How to deploy ONNX models on NVIDIA Jetson Nano using DeepStream

An experiment to test the multi-stream neural network inference performance of DeepStream on Jetson Nano.

Bharath Raj
Towards Data Science

--

Jetson Nano. (Source)

Deploying complex deep learning models onto small embedded devices is challenging. Even with hardware optimized for deep learning such as the Jetson Nano and inference optimization tools such as TensorRT, bottlenecks can still present itself in the I/O pipeline. These bottlenecks can potentially compound if the model has to deal with complex I/O pipelines with multiple input and output streams. Wouldn’t it be great to have a tool that can take care of all bottlenecks in an end-to-end fashion?

Say Hello to DeepStream

Turns out there is a SDK that attempts to mitigate this problem. DeepStream is an SDK that is optimized for NVIDIA Jetson and T4 platforms to provide a seamless end-to-end service to convert raw streaming data into actionable insights. It is built on top of the GStreamer framework. Here, “raw streaming data” is typically continuous (and multiple) video streams and “actionable insights” are the final outputs of your deep learning or other analytics algorithms.

The DeepStream pipeline. (Source)

DeepStream SDK uses its custom GStreamer Plugins to provide various functionalities. Notably, it has plugins for TensorRT based inference and object tracking. The below image lists out the capabilities of their plugins. For an exhaustive technical guide about their plugins, you can refer to their Plugin Manual.

Plugins available in DeepStream. (Source)

One feature I particularly liked about DeepStream is that it optimally takes care of the entire I/O processing in a pipelined fashion. We can also stack multiple deep learning algorithms to process information asynchronously. This allows you to increase throughput without the hassle of manually creating and managing a multiprocessing system design.

The best part is, for some supported applications such as object detection, tracking, classification or semantic segmentation, DeepStream is easy to use!
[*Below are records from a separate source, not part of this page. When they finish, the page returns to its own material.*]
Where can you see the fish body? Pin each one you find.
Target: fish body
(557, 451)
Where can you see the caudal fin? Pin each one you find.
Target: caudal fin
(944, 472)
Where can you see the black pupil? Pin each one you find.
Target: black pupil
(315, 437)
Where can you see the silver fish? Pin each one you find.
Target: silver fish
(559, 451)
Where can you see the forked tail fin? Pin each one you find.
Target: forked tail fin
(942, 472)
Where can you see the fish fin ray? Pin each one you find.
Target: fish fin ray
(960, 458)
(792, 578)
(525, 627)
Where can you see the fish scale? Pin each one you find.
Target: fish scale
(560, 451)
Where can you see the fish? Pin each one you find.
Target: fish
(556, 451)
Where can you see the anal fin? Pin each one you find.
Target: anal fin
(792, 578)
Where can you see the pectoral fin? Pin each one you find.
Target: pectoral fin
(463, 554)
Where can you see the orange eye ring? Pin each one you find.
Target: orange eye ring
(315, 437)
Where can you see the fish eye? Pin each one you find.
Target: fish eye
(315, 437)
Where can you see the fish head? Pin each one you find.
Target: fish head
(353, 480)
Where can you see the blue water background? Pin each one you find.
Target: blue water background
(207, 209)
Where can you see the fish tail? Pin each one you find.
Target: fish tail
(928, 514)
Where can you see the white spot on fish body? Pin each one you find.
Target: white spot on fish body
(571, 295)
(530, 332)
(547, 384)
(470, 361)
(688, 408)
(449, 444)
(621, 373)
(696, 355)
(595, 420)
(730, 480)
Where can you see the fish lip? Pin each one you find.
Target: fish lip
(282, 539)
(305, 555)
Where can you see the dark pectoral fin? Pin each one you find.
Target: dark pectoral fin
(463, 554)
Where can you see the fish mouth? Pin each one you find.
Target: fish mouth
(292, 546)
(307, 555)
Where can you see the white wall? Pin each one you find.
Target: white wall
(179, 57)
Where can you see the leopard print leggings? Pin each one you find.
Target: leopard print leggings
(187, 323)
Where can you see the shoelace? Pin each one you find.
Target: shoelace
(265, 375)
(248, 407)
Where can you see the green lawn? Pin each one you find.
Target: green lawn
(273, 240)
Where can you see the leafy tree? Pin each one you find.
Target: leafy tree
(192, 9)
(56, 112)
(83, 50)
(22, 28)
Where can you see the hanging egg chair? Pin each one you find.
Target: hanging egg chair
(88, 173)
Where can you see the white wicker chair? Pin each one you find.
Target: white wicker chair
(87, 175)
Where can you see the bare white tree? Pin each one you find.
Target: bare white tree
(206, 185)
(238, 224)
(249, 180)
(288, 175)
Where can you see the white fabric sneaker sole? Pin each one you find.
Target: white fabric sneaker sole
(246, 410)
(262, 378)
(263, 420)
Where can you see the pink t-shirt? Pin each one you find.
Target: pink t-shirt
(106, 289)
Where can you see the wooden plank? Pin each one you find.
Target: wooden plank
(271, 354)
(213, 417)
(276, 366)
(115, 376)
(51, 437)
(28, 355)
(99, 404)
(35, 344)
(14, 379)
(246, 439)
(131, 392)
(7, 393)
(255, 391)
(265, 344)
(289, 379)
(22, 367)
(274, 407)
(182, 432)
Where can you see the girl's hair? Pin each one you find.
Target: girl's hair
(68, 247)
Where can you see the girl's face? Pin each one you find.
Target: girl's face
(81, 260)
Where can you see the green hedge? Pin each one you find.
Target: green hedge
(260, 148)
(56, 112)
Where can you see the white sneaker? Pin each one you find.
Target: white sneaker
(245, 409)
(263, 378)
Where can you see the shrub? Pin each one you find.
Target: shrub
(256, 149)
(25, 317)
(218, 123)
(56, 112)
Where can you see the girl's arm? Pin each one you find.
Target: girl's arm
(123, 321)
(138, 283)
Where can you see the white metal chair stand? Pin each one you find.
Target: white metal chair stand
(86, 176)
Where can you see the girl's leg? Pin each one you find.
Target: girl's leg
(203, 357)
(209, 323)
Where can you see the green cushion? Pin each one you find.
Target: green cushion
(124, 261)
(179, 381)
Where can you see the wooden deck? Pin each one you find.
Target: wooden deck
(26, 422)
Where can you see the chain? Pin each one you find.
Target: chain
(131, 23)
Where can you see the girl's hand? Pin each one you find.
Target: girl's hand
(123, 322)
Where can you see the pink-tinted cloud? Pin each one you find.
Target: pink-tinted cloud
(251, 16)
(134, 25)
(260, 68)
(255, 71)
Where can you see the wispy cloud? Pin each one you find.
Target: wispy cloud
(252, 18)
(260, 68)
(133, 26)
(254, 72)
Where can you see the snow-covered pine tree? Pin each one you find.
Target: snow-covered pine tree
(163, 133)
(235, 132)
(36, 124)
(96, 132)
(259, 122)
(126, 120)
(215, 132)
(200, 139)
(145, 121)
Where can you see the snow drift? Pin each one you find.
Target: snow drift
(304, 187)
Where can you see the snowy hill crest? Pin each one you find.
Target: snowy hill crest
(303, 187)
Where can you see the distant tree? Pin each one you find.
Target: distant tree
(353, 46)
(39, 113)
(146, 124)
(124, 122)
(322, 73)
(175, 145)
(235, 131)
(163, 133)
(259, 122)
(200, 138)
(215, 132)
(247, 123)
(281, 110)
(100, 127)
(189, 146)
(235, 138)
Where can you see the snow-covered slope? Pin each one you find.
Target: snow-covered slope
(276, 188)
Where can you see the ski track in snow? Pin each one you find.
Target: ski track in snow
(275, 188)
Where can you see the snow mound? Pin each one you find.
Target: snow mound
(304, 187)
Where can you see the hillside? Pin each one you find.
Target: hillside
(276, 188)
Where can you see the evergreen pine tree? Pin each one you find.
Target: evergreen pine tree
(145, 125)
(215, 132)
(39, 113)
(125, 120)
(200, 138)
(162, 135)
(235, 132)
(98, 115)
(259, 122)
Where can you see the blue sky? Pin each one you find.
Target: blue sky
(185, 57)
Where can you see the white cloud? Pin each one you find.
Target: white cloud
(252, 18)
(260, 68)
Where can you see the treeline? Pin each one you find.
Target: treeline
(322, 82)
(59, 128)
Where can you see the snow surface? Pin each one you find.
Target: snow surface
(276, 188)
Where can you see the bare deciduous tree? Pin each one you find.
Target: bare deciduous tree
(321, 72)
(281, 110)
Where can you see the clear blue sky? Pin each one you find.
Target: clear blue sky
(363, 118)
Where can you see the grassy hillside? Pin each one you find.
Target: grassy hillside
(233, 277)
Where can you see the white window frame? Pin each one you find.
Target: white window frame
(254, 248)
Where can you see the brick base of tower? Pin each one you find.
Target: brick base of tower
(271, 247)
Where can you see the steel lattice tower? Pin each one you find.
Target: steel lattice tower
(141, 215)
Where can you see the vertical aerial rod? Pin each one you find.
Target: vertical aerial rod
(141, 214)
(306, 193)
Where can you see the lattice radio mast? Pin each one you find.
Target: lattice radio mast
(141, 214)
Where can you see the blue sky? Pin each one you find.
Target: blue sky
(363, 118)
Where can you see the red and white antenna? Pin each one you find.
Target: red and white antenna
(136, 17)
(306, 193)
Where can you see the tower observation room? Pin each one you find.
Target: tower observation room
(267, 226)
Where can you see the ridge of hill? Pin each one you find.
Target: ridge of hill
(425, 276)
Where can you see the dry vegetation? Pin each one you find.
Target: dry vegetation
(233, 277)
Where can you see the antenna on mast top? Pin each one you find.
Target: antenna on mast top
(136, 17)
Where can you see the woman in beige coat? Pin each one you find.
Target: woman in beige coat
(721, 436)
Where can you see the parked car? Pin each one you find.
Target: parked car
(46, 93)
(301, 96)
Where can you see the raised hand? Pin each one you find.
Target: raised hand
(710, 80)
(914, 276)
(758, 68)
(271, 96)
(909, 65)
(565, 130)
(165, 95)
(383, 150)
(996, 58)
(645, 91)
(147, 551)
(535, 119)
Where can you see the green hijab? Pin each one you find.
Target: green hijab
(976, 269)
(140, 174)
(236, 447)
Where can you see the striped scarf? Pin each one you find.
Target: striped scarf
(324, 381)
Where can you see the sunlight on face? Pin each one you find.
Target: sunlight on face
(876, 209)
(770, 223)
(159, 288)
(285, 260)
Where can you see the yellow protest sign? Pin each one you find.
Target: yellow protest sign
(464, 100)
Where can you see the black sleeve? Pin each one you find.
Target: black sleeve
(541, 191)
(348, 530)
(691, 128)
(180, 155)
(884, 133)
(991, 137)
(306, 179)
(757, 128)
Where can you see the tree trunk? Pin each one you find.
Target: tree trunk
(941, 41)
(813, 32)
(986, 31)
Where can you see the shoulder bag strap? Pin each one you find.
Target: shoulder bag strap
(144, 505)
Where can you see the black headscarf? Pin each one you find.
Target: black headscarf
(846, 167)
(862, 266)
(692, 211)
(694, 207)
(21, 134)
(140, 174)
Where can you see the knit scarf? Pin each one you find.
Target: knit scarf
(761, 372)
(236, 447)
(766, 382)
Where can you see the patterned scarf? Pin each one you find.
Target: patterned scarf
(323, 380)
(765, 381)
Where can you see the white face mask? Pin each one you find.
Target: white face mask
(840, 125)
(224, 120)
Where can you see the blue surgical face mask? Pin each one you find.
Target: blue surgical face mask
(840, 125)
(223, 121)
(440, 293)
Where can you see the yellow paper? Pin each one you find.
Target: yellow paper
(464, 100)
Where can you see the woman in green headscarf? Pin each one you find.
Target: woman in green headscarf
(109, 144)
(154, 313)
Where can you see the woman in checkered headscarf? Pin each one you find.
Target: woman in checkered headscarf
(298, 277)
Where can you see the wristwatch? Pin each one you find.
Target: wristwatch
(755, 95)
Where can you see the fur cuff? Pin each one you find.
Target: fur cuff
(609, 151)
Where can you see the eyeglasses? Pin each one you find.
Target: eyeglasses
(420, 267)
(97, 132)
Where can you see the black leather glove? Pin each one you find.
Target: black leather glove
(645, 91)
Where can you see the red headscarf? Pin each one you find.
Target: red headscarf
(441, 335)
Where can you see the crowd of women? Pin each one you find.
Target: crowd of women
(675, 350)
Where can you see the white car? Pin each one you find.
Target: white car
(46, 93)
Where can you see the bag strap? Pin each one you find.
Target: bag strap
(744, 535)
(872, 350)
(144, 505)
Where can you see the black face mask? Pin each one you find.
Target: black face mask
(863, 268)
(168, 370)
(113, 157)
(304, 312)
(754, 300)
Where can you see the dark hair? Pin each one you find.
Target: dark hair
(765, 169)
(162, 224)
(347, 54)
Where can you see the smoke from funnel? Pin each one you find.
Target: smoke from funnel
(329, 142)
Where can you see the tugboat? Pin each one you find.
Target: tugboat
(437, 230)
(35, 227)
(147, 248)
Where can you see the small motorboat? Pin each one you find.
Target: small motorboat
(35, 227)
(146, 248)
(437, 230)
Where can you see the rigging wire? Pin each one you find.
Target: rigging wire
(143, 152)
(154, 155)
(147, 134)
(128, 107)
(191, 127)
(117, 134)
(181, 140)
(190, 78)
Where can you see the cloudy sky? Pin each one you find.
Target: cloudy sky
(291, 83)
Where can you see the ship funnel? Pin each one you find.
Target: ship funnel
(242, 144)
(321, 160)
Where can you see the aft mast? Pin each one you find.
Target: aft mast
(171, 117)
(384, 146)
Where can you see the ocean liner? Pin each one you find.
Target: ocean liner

For such an application, as long you have a deep learning model in a compatible format, you can easily launch DeepStream by just setting a few parameters in some text files.

In this blog, we will design and run an experiment on DeepStream to test out its features and to see if it is easy to use on the Jetson Nano.

The Experiment

To test the features of DeepStream, let's deploy a pre-trained object detection algorithm on the Jetson Nano. This is an ideal experiment for a couple of reasons:

  • DeepStream is optimized for inference on NVIDIA T4 and Jetson platforms.
  • DeepStream has a plugin for inference using TensorRT that supports object detection. Moreover, it automatically converts models in the ONNX format to an optimized TensorRT engine.
  • It has plugins that support multiple streaming inputs. It also has plugins to save the output in multiple formats.

The ONNX model zoo has a bunch of pre-trained object detection models. I chose the Tiny YOLO v2 model from the zoo as it was readily compatible with DeepStream and was also light enough to run fast on the Jetson Nano.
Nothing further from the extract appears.